On Behalf of | Jul 9, 2019 | Firm News

Sexual harassment is a problem in the workplace and it creates hostility. It is imperative that all employers take steps to ensure that the company is free of all types of harassment. Not only does this make the business compliant with the law so that workers can do their jobs without being placed in an unnecessarily stressful environment, it also helps to shore up the economy. Sexual harassment victims lose around 973,000 hours in leave that is unpaid annually. The overall cost is around $4.4 million per year in this country.

There are several things that everyone should remember about sexual harassment. There doesn’t have to be any actual physical contact for a person to be a victim. It is also possible to be a victim of sexual harassment if you are only a witness to someone else being sexually harassed. However, you might not have the same legal rights and claims as the primary victim.

Anyone can be a victim or harasser

Gone are the days when it was assumed that only men were the harassers and women were the victims. Now, it is known that anyone can fill either role. The harasser doesn’t necessarily have to be a co-worker either. Clients, vendors, supervisors and owners can also be the person who is acting in a lewd manner.

Effects are far-reaching

The effects of sexual harassment are far-reaching. Even one incident can have a negative impact on workplace morale. It can lead to lowered productivity, as well as reducing the pleasantness of client interactions. The emotional toll that it takes on the victim is considerable, and this can extend to co-workers and clients who are around the worker. It is possible that the victim will be unable to perform their duties because they are too worried about being harassed again.

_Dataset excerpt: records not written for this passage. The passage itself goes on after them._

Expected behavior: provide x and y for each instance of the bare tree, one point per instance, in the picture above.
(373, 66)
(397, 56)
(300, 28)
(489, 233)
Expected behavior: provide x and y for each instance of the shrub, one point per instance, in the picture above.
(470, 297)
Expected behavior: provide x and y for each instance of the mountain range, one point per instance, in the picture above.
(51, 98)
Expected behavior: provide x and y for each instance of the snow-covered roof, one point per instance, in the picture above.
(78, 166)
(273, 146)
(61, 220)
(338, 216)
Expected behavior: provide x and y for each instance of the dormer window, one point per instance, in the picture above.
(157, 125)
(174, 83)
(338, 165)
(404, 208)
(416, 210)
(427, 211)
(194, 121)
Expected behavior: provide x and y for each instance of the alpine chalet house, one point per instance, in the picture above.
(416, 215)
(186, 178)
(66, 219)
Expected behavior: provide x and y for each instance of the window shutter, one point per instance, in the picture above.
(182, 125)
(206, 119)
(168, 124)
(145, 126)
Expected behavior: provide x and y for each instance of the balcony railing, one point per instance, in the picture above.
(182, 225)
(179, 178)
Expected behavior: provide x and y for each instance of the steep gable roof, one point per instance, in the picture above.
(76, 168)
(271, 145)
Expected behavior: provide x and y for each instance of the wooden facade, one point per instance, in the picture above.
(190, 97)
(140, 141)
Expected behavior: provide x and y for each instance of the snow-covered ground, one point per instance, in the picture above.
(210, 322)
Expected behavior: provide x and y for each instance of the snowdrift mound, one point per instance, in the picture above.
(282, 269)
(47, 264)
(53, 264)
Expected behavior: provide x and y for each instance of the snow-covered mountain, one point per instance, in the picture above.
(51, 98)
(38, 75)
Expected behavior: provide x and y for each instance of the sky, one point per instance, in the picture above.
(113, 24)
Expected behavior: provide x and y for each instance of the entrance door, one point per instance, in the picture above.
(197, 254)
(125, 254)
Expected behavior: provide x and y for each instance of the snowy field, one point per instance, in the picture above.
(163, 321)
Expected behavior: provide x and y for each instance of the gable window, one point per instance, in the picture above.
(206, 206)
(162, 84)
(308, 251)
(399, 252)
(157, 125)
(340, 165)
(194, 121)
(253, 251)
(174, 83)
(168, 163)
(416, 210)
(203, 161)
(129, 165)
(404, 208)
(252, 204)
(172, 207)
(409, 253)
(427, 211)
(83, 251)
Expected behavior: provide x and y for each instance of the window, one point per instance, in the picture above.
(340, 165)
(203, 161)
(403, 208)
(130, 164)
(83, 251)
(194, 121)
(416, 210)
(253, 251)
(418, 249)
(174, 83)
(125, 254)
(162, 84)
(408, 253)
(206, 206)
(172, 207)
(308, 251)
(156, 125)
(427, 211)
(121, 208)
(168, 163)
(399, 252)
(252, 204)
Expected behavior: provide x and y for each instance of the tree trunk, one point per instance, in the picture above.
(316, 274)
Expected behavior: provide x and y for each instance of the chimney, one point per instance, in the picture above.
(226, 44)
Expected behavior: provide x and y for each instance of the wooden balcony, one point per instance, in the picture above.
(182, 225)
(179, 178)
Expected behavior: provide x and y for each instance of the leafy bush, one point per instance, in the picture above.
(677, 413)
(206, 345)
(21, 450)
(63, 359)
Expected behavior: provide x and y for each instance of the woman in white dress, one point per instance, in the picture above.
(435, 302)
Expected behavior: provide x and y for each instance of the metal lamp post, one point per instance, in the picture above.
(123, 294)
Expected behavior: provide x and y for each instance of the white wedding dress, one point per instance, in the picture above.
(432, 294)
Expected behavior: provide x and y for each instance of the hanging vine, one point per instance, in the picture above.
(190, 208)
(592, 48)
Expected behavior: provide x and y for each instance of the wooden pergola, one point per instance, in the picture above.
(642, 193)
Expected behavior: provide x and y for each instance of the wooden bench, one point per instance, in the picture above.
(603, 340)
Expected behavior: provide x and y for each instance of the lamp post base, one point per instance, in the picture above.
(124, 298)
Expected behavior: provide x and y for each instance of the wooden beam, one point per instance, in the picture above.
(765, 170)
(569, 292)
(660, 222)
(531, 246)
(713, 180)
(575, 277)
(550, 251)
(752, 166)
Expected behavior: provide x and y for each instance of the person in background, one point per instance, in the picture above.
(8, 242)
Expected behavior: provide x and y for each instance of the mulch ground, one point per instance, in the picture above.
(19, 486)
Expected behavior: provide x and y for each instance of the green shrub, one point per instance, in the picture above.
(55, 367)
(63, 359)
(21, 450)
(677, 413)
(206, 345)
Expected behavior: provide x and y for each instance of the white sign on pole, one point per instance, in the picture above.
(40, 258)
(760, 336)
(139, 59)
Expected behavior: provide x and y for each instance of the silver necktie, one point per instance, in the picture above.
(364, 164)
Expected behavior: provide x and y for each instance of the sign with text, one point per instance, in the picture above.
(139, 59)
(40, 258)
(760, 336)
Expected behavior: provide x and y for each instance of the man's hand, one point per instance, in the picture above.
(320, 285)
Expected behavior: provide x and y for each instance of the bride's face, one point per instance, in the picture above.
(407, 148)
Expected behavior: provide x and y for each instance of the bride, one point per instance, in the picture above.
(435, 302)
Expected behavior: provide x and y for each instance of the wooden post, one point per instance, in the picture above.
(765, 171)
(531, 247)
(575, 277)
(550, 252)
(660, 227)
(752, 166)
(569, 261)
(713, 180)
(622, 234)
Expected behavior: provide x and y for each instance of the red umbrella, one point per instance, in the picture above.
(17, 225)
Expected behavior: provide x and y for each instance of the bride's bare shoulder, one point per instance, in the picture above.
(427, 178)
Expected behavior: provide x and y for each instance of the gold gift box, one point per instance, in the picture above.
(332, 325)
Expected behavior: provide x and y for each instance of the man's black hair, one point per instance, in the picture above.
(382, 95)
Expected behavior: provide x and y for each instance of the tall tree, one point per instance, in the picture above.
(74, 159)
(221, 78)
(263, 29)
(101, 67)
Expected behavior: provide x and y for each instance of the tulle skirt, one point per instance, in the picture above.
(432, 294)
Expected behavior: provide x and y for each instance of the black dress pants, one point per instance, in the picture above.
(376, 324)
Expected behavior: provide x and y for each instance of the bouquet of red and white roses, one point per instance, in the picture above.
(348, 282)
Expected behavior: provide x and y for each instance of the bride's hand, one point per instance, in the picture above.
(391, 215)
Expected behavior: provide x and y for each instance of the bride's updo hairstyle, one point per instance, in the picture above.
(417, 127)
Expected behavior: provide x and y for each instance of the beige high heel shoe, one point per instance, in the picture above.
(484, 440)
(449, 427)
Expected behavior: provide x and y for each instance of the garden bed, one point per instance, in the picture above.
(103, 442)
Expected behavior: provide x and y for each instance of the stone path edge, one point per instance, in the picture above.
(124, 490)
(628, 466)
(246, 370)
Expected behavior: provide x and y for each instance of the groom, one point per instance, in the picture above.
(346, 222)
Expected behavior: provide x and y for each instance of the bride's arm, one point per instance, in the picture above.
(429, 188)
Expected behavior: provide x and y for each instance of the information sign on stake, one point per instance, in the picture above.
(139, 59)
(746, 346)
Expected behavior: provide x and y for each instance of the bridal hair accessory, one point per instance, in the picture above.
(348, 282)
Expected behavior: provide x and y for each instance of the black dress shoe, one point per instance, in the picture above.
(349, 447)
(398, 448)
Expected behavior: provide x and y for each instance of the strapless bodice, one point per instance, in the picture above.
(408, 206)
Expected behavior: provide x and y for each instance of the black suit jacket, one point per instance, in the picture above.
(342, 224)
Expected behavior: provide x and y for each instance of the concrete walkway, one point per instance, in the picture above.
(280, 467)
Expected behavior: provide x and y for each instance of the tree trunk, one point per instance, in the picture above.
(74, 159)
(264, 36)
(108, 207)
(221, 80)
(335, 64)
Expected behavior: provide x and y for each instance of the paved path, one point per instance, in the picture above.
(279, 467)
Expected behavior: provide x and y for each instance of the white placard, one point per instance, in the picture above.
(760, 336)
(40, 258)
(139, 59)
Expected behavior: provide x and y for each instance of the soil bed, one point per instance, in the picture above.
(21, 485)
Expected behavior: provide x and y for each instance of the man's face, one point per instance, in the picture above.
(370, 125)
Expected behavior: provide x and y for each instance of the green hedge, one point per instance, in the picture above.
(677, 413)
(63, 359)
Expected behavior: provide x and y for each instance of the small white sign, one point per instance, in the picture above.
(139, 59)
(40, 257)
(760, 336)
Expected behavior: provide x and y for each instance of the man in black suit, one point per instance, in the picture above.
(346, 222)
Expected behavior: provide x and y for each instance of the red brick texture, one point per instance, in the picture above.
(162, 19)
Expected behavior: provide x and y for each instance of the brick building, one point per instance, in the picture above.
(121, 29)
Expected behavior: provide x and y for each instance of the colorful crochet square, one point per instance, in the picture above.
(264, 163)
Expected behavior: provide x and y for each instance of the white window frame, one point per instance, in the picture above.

Any worker who is a victim of sexual harassment in Colorado has the right to speak up. They have the right to insist that the behavior stop and that protocols are put in place to prevent future episodes. At no point should an employer blame the victim for being harassed. Instead, they should immediately separate the victim and the alleged harasser while conducting an investigation. Retaliation for the incident should never be a factor for the victim, regardless of the status of the person who harassed them.